I fear that one of my favourite labels has gone the way of all corporates.
Anyone who has ever read this blog might have worked out that I’m a great fan of Lands’ End.
When you live in the countryside as I do, the order of priorities for clothing changes a great deal from when you live in the city. In town, it might be beauty, comfort, function, but out here, it’s function, comfort, beauty – in that order.
Country clothing must, above all, be practical: if it looks nice, that’s a bonus. I spend about nine months of the year trying to stay warm. I walk dogs, I get covered in mud, I scramble under barbed wire fences. I’m miles from a (very expensive) dry cleaner, so my clothes have to preferably be washable. The woodburner throws sparks, I cook two or three times a day.
Over the 18 years I’ve lived here, my clothes have therefore become less and less anything to do with fashion. Instead, I favour country labels such as Barbour and Orvis, and technical labels such as Craghopper’s, Finisterre and Woolpower. A new discovery is Rohan (more of that later), but until now, I would have said Lands’ End was my real go-to label for everyday, practical clothing that looks nice and suits my life.

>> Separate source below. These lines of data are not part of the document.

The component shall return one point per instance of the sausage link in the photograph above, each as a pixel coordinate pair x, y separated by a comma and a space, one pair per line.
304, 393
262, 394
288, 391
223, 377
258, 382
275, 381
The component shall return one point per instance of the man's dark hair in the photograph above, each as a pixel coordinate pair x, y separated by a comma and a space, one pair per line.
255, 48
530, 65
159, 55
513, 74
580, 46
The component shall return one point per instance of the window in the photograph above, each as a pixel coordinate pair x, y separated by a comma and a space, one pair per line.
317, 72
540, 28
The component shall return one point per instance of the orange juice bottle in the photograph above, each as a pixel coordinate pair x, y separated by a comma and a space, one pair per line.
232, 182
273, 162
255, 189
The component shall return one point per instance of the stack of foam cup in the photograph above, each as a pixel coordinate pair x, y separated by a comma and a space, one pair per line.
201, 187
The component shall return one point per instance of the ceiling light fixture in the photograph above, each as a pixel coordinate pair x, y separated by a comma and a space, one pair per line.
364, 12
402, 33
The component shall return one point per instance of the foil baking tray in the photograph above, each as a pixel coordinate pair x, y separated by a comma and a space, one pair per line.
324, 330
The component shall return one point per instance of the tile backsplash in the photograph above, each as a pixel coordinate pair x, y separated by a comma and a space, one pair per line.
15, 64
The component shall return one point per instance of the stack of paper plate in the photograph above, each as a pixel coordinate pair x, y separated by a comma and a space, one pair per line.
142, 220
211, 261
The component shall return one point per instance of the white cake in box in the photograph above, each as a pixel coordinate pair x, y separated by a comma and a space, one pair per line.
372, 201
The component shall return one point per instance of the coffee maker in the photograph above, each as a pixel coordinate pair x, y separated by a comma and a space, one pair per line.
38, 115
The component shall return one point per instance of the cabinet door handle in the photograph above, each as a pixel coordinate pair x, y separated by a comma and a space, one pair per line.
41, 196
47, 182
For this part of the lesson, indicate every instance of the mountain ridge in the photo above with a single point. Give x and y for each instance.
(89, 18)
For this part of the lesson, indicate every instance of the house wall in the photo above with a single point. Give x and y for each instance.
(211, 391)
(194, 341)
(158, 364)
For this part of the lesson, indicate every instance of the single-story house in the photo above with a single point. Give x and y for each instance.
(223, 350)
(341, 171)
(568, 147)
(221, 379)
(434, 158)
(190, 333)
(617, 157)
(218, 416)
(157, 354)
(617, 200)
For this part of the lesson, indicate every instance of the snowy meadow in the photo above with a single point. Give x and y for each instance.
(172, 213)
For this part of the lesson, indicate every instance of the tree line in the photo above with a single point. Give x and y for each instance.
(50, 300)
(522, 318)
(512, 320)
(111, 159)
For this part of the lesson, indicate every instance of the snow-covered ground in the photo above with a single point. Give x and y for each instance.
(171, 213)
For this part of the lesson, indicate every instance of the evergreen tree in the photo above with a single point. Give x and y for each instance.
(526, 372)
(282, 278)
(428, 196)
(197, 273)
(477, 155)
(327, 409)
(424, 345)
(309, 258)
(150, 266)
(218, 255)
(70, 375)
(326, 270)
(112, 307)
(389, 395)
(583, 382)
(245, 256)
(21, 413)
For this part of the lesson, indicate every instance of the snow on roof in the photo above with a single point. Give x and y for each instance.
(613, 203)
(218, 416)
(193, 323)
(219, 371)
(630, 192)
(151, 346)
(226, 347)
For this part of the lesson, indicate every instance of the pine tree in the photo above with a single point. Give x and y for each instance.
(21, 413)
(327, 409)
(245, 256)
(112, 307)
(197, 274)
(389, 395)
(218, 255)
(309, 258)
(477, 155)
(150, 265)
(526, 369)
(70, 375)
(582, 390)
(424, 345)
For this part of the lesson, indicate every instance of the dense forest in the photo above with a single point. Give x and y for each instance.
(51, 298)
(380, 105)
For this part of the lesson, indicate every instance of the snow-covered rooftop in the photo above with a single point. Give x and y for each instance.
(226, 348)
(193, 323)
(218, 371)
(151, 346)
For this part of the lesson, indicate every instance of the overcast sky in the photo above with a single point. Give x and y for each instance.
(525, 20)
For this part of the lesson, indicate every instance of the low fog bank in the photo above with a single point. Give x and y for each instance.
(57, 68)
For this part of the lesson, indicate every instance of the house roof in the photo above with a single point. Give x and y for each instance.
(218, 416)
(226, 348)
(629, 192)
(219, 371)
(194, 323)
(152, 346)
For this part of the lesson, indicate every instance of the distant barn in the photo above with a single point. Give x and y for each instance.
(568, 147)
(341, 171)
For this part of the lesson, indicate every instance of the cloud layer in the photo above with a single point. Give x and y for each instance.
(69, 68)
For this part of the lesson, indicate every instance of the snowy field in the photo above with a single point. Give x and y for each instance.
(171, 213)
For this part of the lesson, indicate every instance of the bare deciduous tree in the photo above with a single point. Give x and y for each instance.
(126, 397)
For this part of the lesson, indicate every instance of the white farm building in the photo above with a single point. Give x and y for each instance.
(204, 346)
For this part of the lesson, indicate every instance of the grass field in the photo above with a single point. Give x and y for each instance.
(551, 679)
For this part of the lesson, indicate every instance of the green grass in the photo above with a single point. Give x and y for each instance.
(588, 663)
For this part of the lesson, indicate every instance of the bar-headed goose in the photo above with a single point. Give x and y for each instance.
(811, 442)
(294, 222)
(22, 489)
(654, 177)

I discovered Lands’ End in 2011 when the DH bought the Insulated Squall Parka. It was a brilliant bit of kit – very lightweight, really warm, loads of pockets, including handwarmer pockets, a tough nylon shell that sloughs off the rain. It has an inner elasticated cuff to keep the draughts out, a two-way zip so you can undo it from top or bottom, a popper wind-stop closure and a removable hood.
I immediately went out and bought myself the non-insulated version (which is still extremely warm) and this is my standard on-road dog-walking coat, in bright daffodil yellow. And over the next three years I’ve dropped many hundreds of pounds in Lands’ End’s direction in the shape of fleece tunics, gilets and trousers; Starfish cotton jersey pants and tops; and numerous coats.
The firm, which was private, was bought by Sear’s in 2001 and there have been complaints ever since about the declining quality of the goods, but I hadn’t had a problem and it’s always with pleasure that I greet a new catalogue dropping through the post. This morning I read it, as usual, in the bath. But I was dismayed – it immediately became apparent that something was amiss.
There are no pictures of active women in the brochure. Time was, I used to flick through this thing and see women who looked somewhat like me, doing things similar to what I do – women walking their dogs, rambling through the countryside, boating, etc. Suddenly, instead, all the models are pictured against a featureless grey background, posed like models from any fashion catalogue. The text is about fashion, not about features. The clothes are about fashion, not about features. The older models are nowhere to be seen. I got almost to page 50 before I could find anything practical – these flimsy little garments aren’t going to keep a girl warm in the autumn chill.
Is my favourite label finally going down the tube and turning into a fashion house? God help us, because there are more than enough of those already – the last thing we need is another one. When it comes to fashion, I am kind of choosy, and willing to pay a premium to a company like Wall for organic, fair-trade, limited-edition clothing with an artisan streak. But these supposedly fashionable Lands’ End clothes look pretty frumpy to me and there’s an awful lot of polyester appearing where it used to be pure cotton.
What a disappointment. I know that the company has been struggling recently, but a rush to the bottom isn’t the way to sort this out, when every supermarket can produce low-priced sweat-shop labour clothing for those who like that sort of thing. I will be gutted if this is yet another label I can no longer trust.